The Walrus Blog

That\'s Princess Charming on the Right

I don’t very often tell the story of how I proposed to my wife Rebecca. That’s her on the right in the photo above (my son Colum is on the left, the fetus(es) that will become our next child (or two) are slightly to the lower-rightish).

There are people who go to elaborate lengths in their proposals and a mini-industry dedicated to celebrating their romanticism. Famously, there are the much-derided guys who get their “Julie, will you marry me?” message flashed momentarily onscreen at baseball games and whatnot, a high-risk idea that could possibly backfire (even if the backfiring is often planned, as demonstrated by a rash of declined-proposal hoaxes recently). My cousin Adam’s then-girlfriend Loretta, who lived a six-hour drive away, sent him on a wild chase involving custom-made crossword puzzles hidden in lockers and multiple gifts in various places that finally led him to a Niagra Falls hotel room. The night he arrived, she popped the question onstage during a dinner theatre performance. Public shenanigans aren’t everyone’s thing, obviously, but the stories are memorable.

More classically, you’ve got your foolproof bended-knee “will you make me the happiest man in the world?” thing. Scratch that, it ain’t foolproof. The deal with proposals is that you always risk foolishness (and heartbreak) if you aren’t positive what the answer will be.

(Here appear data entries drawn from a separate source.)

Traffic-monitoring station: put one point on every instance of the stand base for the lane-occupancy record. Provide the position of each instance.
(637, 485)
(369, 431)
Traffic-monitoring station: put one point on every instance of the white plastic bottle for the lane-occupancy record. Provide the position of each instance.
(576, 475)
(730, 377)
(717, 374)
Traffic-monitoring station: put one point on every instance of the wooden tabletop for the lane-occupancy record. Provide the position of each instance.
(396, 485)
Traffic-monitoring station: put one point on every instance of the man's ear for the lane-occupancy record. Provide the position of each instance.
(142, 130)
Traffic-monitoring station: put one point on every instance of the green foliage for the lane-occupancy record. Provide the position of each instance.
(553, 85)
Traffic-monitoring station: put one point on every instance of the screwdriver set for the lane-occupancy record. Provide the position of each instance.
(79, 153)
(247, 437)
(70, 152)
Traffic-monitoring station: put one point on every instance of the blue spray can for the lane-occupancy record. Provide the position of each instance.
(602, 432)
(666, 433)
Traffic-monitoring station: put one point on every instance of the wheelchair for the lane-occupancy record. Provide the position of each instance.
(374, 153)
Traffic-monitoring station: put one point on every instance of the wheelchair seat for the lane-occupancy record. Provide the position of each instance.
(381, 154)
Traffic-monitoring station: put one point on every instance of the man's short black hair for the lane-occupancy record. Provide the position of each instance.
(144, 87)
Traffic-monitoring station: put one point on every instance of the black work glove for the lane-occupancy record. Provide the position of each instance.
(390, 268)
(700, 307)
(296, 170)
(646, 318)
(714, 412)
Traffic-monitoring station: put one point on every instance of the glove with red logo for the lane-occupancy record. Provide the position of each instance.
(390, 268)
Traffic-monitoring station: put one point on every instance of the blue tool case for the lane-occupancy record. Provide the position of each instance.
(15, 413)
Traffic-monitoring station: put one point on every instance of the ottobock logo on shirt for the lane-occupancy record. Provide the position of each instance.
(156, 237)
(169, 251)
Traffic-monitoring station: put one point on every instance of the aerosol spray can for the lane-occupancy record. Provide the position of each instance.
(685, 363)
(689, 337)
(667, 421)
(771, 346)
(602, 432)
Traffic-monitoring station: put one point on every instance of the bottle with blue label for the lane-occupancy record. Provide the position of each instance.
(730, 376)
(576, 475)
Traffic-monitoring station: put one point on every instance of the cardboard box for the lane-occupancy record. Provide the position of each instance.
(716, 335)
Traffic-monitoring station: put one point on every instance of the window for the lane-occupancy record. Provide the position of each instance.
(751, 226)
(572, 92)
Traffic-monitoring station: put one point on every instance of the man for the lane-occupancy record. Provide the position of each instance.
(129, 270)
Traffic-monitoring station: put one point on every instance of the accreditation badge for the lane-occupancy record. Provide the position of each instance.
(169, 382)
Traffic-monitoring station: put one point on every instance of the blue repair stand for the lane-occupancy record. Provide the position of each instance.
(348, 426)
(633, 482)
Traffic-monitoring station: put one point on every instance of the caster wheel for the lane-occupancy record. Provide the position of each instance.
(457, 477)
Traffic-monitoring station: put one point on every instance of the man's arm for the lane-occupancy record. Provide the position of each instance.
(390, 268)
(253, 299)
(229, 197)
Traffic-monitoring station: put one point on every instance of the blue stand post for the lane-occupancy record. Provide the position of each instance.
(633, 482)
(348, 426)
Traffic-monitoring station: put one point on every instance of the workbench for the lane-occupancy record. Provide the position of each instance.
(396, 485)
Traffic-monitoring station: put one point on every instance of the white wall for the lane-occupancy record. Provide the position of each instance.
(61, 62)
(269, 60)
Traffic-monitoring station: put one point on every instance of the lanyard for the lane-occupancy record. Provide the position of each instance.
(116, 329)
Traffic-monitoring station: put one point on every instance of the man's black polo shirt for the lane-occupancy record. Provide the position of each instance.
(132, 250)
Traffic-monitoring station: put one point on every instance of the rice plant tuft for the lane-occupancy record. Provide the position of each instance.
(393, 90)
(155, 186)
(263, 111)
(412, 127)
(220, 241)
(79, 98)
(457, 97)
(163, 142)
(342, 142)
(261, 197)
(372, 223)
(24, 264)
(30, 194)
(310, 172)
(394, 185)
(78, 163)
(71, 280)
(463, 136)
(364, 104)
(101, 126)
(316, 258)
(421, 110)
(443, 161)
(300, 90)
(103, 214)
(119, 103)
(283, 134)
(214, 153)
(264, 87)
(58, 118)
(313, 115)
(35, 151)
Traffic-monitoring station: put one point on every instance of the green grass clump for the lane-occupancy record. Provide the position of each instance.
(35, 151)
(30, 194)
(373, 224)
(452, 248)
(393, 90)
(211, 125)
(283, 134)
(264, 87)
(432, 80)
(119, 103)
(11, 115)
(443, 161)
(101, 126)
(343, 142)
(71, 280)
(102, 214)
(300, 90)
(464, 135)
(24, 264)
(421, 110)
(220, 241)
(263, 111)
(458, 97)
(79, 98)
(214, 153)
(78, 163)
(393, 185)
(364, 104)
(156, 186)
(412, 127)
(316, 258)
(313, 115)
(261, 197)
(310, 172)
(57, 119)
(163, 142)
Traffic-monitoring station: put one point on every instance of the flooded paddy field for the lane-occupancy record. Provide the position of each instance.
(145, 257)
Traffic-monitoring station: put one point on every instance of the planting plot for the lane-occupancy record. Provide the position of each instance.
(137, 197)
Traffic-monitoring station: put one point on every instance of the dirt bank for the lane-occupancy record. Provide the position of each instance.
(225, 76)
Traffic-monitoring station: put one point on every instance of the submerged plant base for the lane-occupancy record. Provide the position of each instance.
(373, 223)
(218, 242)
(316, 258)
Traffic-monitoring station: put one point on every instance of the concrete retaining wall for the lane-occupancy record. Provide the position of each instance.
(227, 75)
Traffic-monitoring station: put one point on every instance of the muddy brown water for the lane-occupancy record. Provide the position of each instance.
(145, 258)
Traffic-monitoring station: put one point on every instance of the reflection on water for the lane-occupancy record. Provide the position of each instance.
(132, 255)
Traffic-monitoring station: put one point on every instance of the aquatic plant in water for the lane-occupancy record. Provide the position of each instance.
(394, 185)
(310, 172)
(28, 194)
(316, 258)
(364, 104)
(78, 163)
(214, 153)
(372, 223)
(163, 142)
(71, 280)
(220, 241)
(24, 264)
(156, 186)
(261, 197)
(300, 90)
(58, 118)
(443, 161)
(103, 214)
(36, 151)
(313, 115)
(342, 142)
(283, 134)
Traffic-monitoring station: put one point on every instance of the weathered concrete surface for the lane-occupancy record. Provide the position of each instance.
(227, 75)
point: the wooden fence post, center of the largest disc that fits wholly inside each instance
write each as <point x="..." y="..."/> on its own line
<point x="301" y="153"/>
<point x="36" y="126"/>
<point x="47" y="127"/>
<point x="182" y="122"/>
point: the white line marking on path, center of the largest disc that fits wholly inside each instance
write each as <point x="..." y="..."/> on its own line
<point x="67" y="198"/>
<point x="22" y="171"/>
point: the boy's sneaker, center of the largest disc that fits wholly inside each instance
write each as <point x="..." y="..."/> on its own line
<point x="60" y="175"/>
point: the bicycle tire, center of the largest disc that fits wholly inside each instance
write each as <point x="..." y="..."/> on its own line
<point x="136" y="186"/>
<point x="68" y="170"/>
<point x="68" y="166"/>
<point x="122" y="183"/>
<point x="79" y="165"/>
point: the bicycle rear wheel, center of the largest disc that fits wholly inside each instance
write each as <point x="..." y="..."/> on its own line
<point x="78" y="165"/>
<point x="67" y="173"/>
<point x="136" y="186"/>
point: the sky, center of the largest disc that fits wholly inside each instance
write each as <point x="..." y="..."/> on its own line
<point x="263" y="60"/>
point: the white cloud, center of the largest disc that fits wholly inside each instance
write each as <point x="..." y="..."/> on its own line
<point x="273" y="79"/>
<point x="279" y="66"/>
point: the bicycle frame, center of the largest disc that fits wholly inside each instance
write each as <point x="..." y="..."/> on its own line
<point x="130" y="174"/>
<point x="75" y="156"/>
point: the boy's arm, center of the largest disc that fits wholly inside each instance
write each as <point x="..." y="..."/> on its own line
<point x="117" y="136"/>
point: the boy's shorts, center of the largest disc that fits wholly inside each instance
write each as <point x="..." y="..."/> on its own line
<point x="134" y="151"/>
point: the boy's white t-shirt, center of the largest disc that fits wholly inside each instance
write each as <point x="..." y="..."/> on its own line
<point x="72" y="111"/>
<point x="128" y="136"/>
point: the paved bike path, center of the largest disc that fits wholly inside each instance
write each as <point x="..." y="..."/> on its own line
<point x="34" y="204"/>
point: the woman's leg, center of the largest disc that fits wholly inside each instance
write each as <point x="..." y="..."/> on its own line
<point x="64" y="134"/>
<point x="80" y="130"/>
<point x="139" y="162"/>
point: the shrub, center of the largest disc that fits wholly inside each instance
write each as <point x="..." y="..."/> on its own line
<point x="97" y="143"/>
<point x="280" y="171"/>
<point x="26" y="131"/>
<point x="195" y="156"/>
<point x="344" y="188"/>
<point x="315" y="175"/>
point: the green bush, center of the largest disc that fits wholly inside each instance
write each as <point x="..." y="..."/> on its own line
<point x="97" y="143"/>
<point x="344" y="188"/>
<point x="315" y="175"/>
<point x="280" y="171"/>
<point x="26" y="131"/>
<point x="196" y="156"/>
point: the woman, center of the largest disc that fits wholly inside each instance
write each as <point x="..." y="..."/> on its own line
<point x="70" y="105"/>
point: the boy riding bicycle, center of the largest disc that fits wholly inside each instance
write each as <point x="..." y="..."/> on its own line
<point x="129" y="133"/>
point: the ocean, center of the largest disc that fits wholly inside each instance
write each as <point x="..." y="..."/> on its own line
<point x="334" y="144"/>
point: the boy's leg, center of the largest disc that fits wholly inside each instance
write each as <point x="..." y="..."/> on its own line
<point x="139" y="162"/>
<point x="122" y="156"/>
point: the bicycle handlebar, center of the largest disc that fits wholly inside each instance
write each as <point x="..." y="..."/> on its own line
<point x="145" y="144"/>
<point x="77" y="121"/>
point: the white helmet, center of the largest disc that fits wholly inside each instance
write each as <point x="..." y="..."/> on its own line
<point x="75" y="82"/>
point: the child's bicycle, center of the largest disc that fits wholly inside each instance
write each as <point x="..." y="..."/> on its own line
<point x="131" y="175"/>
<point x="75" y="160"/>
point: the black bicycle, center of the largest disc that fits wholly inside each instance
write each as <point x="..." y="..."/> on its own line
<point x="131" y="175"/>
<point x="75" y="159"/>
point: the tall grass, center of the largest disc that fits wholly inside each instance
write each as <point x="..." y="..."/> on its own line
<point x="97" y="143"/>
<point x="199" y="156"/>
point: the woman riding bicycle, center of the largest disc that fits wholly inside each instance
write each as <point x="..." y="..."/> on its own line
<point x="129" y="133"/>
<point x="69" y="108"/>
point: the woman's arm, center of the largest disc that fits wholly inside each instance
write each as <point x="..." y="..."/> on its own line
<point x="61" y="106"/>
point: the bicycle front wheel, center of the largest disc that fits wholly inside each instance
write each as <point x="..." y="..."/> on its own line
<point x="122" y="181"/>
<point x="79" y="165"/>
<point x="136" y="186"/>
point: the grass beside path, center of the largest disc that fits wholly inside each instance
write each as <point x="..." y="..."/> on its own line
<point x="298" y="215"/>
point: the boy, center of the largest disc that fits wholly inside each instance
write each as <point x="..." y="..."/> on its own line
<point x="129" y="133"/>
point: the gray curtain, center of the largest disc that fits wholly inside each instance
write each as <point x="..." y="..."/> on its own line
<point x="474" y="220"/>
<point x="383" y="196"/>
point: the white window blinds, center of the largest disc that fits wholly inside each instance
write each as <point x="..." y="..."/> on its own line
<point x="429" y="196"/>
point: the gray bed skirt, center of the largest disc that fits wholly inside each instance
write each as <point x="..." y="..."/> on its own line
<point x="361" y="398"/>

This is part of the dynamic of historic gender roles in romance, in which women have been the courted and men the courters — since he is presumed to be the stronger, more dominant partner and she the gatekeeper of virtue, he does all the risking and she does all the waiting around for him to work up the guts. So a woman, unfairly, was unable to invite a man for a date but she (also unfairly) retained all the power to humiliate undesirables who would ask her. There’s some crazy stuff that may or may not derive from evolutionary imperatives there, but essentially men were expected to suffer the risks and reap the rewards of being aggressive in courtship while women were expected to look pretty and cross their fingers that a suitable offer would come along (and cross their legs for a good while after it did). It was in many ways a condescending model, too, of course, as I think much gentlemanly beahviour was — the person who was naturally deemed to be superior was the one honour-bound to attempt to make the weaker, inferior party comfortable (laying jackets over mud-puddles, holding doors, picking up cheques, etc.). And all that. Though, as Loretta showed, a lot of this has changed, we can still see the hangover of these traditions in who is doing the buying of drinks for strangers in bars and who thinks it is appropriate to phone whom after a night of romance. And in who is generally expected to propose.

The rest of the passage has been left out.